[<prev] [next>] [<thread-prev] [day] [month] [year] [list]
Message-ID: <7fc0b153-9eea-af2c-cd42-c66a2d4087bc@amd.com>
Date: Wed, 15 Jan 2025 16:01:54 +0000
From: Alejandro Lucero Palau <alucerop@....com>
To: Dan Williams <dan.j.williams@...el.com>, alejandro.lucero-palau@....com,
linux-cxl@...r.kernel.org, netdev@...r.kernel.org, martin.habets@...inx.com,
edward.cree@....com, davem@...emloft.net, kuba@...nel.org,
pabeni@...hat.com, edumazet@...gle.com, dave.jiang@...el.com
Subject: Re: [PATCH v8 01/27] cxl: add type2 device basic support
On 1/14/25 22:52, Dan Williams wrote:
> Alejandro Lucero Palau wrote:
>> On 1/8/25 14:32, Alejandro Lucero Palau wrote:
>>> On 1/8/25 01:33, Dan Williams wrote:
>>>> Dan Williams wrote:
>>>>> alejandro.lucero-palau@ wrote:
>>>>>> From: Alejandro Lucero <alucerop@....com>
>>>>>>
>>>>>> Differentiate CXL memory expanders (type 3) from CXL device
>>>>>> accelerators
>>>>>> (type 2) with a new function for initializing cxl_dev_state.
>>>>>>
>>>>>> Create accessors to cxl_dev_state to be used by accel drivers.
>>>>>>
>>>>>> Based on previous work by Dan Williams [1]
>>>>>>
>>>>>> Link: [1]
>>>>>> https://lore.kernel.org/linux-cxl/168592160379.1948938.12863272903570476312.stgit@dwillia2-xfh.jf.intel.com/
>>>>>> Signed-off-by: Alejandro Lucero <alucerop@....com>
>>>>>> Co-developed-by: Dan Williams <dan.j.williams@...el.com>
>>>>>> Reviewed-by: Dave Jiang <dave.jiang@...el.com>
>>>>>> Reviewed-by: Fan Ni <fan.ni@...sung.com>
>>>>> This patch causes
>>>> Whoops, forgot to complete this thought. Someting in this series causes:
>>>>
>>>> depmod: ERROR: Cycle detected: ecdh_generic
>>>> depmod: ERROR: Cycle detected: tpm
>>>> depmod: ERROR: Cycle detected: cxl_mock -> cxl_core -> cxl_mock
>>>> depmod: ERROR: Cycle detected: encrypted_keys
>>>> depmod: ERROR: Found 2 modules in dependency cycles!
>>>>
>>>> I think the non CXL ones are false likely triggered by the CXL causing
>>>> depmod to exit early.
>>>>
>>>> Given cxl-test is unfamiliar territory to many submitters I always offer
>>>> to fix up the breakage. I came up with the below incremental patch to
>>>> fold in that also addresses my other feedback.
>>>>
>>>> Now the depmod error is something Alison saw too, and while I can also
>>>> see it on patch1 if I do:
>>>>
>>>> - apply whole series
>>>> - build => see the error
>>>> - rollback patch1
>>>> - build => see the error
>>>>
>>>> ...a subsequent build the error goes away, so I think that transient
>>>> behavior is a quirk of how cxl-test is built, but some later patch in
>>>> that series makes the failure permanent.
>>>>
>>>> In any event I figured that out after creating the below fixup and
>>>> realizing that it does not fix the cxl-test build issue:
>>>
>>> Ok. but it is a good way of showing what you had in your mind about
>>> the suggested changes.
>>>
>>> I'll use it for v10.
>>>
>>> Thanks
>>>
>> Hi Dan,
>>
>>
>> There's a problem with this approach and it is the need of the driver
>> having access to internal cxl structs like cxl_dev_state.
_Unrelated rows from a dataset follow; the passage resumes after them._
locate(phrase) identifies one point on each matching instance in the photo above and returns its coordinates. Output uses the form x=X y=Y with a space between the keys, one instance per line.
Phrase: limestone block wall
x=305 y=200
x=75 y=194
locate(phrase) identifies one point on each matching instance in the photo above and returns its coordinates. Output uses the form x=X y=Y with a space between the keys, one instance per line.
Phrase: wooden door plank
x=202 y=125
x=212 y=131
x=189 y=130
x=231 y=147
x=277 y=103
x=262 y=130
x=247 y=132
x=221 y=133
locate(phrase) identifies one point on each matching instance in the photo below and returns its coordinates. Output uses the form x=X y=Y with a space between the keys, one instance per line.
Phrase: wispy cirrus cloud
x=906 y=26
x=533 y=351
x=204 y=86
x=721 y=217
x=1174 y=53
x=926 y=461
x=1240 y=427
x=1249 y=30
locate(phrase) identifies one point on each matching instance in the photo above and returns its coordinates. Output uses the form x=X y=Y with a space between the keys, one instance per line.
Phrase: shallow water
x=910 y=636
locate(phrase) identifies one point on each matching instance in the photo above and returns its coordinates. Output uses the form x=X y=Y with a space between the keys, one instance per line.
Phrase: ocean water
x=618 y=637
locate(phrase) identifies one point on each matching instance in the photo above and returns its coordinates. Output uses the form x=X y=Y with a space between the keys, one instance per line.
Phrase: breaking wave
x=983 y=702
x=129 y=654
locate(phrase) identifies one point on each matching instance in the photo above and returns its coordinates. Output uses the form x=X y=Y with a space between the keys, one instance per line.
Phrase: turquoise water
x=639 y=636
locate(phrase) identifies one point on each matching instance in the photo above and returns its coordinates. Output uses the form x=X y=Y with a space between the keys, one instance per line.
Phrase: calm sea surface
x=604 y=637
> Apologies for stepping away for a few days, there was a chance to get
> the long pending DAX page reference count series into v6.14 that I
> needed to devote some review cycles.
No worries.
>> Your patch does not cover it but for an accel driver that struct needs
>> to be allocated before using the new cxl_dev_state_init.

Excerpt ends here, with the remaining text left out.